Adults exposed to abuse as children are at greater risk for Post Traumatic Stress Disorder, or PTSD, as adults, according to a study released this week in the Journal of the American Medical Association.
PTSD is a debilitating stress-related psychiatric disorder triggered by trauma. Rates are highest among war veterans and people living in high-crime areas.
The 900 low-income urban people surveyed reported multiple traumatic events over the course of their lives. Study co-author Rebekah Bradley, assistant professor of Psychiatry at Emory School of Medicine says that more than 40 percent said they had been exposed to four or more different types of traumatic events. "This would be a natural disaster, a car accident, a friend or family member who had been murdered and some other kind of assault."
But not everyone exposed to trauma develops PTSD, and the researchers wanted to find out why. They studied three factors: childhood sexual and physical abuse, other types of trauma and genetic factors.
Thirty percent of the people in the study reported a history of child abuse. Those who had later also experienced other traumas had twice the number of PTSD symptoms as the adults who were not abused as children.
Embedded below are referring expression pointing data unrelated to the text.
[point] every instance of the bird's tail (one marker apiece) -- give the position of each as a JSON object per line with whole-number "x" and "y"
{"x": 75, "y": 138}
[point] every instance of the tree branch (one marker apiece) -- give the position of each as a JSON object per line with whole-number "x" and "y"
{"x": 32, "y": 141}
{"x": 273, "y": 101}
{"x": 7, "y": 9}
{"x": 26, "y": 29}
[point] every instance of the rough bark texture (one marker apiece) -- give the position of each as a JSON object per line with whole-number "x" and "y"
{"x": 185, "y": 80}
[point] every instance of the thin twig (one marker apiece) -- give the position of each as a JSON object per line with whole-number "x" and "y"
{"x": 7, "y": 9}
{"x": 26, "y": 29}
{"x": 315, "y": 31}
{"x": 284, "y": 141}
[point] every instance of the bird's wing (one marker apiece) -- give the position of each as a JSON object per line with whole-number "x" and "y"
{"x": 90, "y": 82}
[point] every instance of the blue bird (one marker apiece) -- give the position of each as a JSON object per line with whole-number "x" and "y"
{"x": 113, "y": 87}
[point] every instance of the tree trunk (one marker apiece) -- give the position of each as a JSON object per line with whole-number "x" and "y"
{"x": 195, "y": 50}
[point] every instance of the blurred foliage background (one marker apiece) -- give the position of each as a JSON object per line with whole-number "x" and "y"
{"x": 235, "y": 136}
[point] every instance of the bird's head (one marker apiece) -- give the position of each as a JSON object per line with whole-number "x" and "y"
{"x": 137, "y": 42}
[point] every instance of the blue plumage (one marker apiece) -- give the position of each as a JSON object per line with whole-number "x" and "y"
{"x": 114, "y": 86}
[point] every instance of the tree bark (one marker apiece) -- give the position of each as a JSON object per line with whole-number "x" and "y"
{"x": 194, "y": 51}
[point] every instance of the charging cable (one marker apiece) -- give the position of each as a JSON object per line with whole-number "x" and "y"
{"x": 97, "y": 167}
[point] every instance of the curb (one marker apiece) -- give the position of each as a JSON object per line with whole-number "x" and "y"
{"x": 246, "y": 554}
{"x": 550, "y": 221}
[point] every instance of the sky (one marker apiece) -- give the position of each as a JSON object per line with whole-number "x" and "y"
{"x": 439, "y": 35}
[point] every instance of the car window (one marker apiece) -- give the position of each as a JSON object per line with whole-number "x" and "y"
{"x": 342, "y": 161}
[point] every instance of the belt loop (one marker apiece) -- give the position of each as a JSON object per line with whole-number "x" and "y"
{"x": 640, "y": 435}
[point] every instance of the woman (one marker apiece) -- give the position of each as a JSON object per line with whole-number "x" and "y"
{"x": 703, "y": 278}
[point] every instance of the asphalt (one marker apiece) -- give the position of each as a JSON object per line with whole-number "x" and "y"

But a history of abuse was not enough to explain increased PTSD symptoms among adults. DNA was analyzed to determine whether certain variations of a stress-related gene were present or not. Bradley says four of those variations showed a significant interaction with childhood abuse in predicting post-traumatic stress disorders.
The gene in question is called FKBP5. It normally helps regulate stress in the body, igniting a normal fear-related response under trauma and later shutting it down. Bradley says Post Traumatic Stress Disorder itself was found to be associated with problems in that stress response system.
PTSD is usually treated with psychotherapy and drugs. Bradley says the new discovery may lead to strategies that might help better manage the condition. "This finding is consistent with the idea that PTSD is related to alterations in our stress response system and that treatments themselves for the stress response system are going to be effective." Bradley adds that it may also provide a clue of how to best target medicines where the stress response is altered.
The study is part of this week's special issue of the Journal of the American Medical Association devoted to the influence of genes on health and disease.